Si può perdere peso in modo sano, senza troppi sacrifici e senza patire la fame, ma, al tempo stesso, nutrendo l' organismo, scegliendo gli alimenti giusti, riuscirete a predere peso in 15 giorni, riducendo i grassi accumulati e il girovita, sentendovi leggeri e pieni di vitalità

Perdere peso in modo sano vi aiuterà a cambiare alcune delle vostre abitudini, a scoprire nuovi alimenti e nuove combinazioni, oltre ad evitare il temutissimo effetto rebound, cioè riprendere i chili persi. Scoprite come perdere peso in 15 giorni seguendo la dieta verde che vi illustriamo in questo articolo ed imparate a trarre beneficio dagli alimenti verdi.

Perché una dieta verde?
Il verde, colore della natura, è il colore del fegato, un organo fondamentale per la salute, per depurare le tossine e per assimilare correttamente i grassi. Le verdure di questo colore, inoltre, apportano una grande quantità di acido folico, magnesio e clorofilla che non faranno altro che rendere la dieta più efficace e migliorare la vostra salute, grazie ai seguenti benefici:

Migliorano il funzionamento del fegato e della digestione in generale.
Prevengono la stitichezza.
Prevengono le malattie cardiovascolari.
Puliscono l’organismo dalle tossine.
Migliorano la vista.
Garantiscono la buona salute del feto durante la gravidanza.
Mantengono bianche le ossa, i muscoli e i denti.
Se consumati regolarmente, inoltre, questi alimenti sono in grado di bruciare più calorie di quelle che contengono, quindi è un’ottima idea aggiungerli alla vostra dieta quotidiana.

Sapevate che il limone e lo zenzero sono due alimenti ideali per perdere peso in modo efficace? Scoprite come leggendo questo articolo: Zenzero e limone: una combinazione perfetta per dimagrire.

Perché 15 giorni?
Due settimane sono il tempo che il vostro organismo impiega per notare il cambiamento. I primi giorni potreste manifestare alcuni effetti collaterali, come mal di testa, stitichezza o malessere, dovuti alla necessità del corpo di depurarsi dalle tossine. Tuttavia, dopo una settimana, inizierete a notare i benefici di questa dieta verde, vi sentirete più leggeri e pieni di energie.

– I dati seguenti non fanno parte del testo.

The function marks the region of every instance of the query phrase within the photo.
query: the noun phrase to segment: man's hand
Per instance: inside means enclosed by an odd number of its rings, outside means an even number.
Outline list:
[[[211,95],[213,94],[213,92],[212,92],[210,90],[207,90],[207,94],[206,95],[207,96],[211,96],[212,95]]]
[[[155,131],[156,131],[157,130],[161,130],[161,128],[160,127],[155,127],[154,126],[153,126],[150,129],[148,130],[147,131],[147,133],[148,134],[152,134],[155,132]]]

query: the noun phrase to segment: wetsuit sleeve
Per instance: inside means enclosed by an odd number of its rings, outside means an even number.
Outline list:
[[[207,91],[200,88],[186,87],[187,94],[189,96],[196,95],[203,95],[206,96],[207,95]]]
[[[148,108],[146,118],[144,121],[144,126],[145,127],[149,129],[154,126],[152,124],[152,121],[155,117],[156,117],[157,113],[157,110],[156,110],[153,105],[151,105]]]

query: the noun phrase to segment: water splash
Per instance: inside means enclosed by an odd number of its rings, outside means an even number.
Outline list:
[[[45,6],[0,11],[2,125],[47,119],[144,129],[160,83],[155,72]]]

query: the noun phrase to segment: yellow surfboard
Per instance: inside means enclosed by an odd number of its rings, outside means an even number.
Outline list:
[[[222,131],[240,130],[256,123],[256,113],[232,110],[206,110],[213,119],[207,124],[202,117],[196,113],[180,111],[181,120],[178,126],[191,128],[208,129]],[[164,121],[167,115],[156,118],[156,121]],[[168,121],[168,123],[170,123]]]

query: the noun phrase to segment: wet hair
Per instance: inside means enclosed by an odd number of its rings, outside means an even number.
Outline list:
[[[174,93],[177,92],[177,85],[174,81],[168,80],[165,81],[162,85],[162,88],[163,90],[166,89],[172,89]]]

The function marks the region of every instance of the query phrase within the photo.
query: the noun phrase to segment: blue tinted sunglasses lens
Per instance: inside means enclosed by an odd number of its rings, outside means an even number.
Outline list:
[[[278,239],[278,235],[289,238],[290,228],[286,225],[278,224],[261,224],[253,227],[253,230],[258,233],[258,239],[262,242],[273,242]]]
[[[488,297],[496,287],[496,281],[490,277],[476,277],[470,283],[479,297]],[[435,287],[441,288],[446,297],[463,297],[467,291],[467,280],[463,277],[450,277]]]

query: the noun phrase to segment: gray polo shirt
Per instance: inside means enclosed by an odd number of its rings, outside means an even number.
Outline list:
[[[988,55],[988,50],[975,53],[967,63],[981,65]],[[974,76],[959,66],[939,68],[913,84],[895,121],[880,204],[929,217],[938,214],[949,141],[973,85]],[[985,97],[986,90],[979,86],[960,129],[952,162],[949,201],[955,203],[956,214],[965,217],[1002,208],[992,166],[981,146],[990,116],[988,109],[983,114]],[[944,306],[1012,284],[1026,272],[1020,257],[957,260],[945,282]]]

Ad ogni modo, in 15 giorni non perderete molto peso, perché si tratta di una dieta salutare. Se dopo queste due settimane continuate a seguire una parte della dieta verde, quella che vi è piaciuta di più, non recupererete il peso che avrete perso. In questo modo, cambierete le vostre abitudini a cui il vostro corpo si abituerà in maniera graduale e positiva.

Colazione verde
Il primo pasto del giorno è fondamentale. Di fatto, non bisognerebbe saltare nessun pasto.


Ogni mattina potete preparare un delizioso e sorprendente frullato verde. Non spaventatevi per il colore, il sapore assomiglierà a quello di qualsiasi altro frullato di frutta, ma con molte più sostanze nutrienti.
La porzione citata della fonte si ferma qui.